Please articulate how, and to what degree, preservation is important in a developing Charleston.
Our Charleston brand must be protected – it’s what put us on the world map. I will work with developers, neighbors, and stakeholders to quickly move projects forward that benefit our city. I will also have the backbone to say “no” when development could harm our city.
There are regions of the city anxious for more development – like parts of West Ashley and the Upper Peninsula. Initial plans are in place for both. As mayor, I will accelerate the implementation of these plans. Our challenge is to be smart and responsible with growth, guiding it to where we want it, and keeping it away from places where it threatens quality of life.
Preserving Charleston’s historic character is an important part of our city’s appeal to residents and visitors alike. As mayor, I would be committed to maintaining preservation efforts in Charleston that honor our past and make our beautiful city livable for all and a unique place for visitors. I do think it is important to allow for diverse growth and change in appropriate parts of our city.
Preservation is essential to both our quality of life and our local economy. That’s why, for example, I have called on the Beach Company to withdraw it lawsuit calling for the abolition of the Board of Architectural Review. It is also why I have called for the BAR to be reformed in ways that provide additional protections to our most historic areas, while making room for a somewhat less stringent standard outside of the Historic District, which would give us one of the tools we need to incentivize the creation of affordable housing for our residents.
To learn more about my affordable housing plan, please see the Economy and Jobs section of my plan: http://www.tecklenburgformayor.com/part_iii_economy_and_jobs
Do you believe that the BAR’s or the BZA’s processes, policies, membership, guidelines, or any other relevant procedural elements need to be reevaluated? Why or why not?
In short – yes.
The BAR is our city’s #1 defense against overdevelopment and ensuring historic preservation. The purpose of the board is “the preservation and protection of the old historic or architecturally worthy structures and quaint neighborhoods which impart a distinct aspect to the city and which serve as visible reminders of the historical and cultural heritage of the city, the state, and the nation.”
With the rapid growth in our city, processes needs to be updated and streamlined, so business owners are not sitting in permit purgatory for months.
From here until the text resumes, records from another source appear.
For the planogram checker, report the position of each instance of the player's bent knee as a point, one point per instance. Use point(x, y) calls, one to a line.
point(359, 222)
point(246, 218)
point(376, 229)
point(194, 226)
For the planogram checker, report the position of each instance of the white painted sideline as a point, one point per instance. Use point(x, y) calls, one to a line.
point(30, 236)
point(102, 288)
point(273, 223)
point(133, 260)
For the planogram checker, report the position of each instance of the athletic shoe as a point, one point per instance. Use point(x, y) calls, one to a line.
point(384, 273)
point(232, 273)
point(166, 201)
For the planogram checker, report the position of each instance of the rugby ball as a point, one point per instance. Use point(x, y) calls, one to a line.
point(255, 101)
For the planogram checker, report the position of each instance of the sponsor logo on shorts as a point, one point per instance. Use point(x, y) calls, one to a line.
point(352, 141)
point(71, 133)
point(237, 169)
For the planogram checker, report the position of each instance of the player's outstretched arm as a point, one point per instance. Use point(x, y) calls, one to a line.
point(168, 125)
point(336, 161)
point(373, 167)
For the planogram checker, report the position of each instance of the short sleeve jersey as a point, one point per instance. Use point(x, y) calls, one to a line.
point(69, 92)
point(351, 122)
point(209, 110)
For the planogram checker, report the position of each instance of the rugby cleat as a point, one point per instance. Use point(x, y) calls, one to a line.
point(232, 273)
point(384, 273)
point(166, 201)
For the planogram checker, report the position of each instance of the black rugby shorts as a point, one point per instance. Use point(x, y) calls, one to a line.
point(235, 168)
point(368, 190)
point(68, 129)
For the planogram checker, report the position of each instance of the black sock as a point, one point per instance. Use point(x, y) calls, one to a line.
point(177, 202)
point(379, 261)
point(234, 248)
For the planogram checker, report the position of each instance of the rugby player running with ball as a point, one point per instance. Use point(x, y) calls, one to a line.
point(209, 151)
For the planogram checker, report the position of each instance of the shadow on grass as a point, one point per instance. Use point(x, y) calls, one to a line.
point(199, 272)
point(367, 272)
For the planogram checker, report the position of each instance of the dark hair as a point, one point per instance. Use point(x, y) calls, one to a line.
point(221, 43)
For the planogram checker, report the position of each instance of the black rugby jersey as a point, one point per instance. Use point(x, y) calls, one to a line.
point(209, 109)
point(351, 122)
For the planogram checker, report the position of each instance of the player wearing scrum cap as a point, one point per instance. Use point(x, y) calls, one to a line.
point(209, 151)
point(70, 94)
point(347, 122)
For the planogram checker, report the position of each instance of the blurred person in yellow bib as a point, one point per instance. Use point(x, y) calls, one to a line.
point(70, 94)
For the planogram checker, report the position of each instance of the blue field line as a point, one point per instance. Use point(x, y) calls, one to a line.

Andres Duany recommendation to split the Board of Architectural Review into two separate boards is great: one focused on alterations to historic structures and smaller buildings, and one focused on larger buildings. Mayor Riley has taken steps in this direction and I would continue.
It’s incredibly important that Charleston preserves and maintains its historic areas and protects the architectural aesthetic that makes our city special. I am committed to the existence of the BAR. However, I am very interested in the recommendations made in the Duany report and finding ways that we can improve the BAR process and other city regulations to make it more predictable to businesses and citizens, address the city’s housing affordability challenges, and prepare for residential and commercial growth.
Yes. I have proposed following Andres Duany’s recommendations for BAR reform, as well his suggestion that we replace height limits with floor limits, thereby preserving Charleston’s skyline while allowing for greater architectural diversity. In addition, I have pledged to give our residents, neighborhoods and other stakeholders a larger voice in the BAR and BZA processes.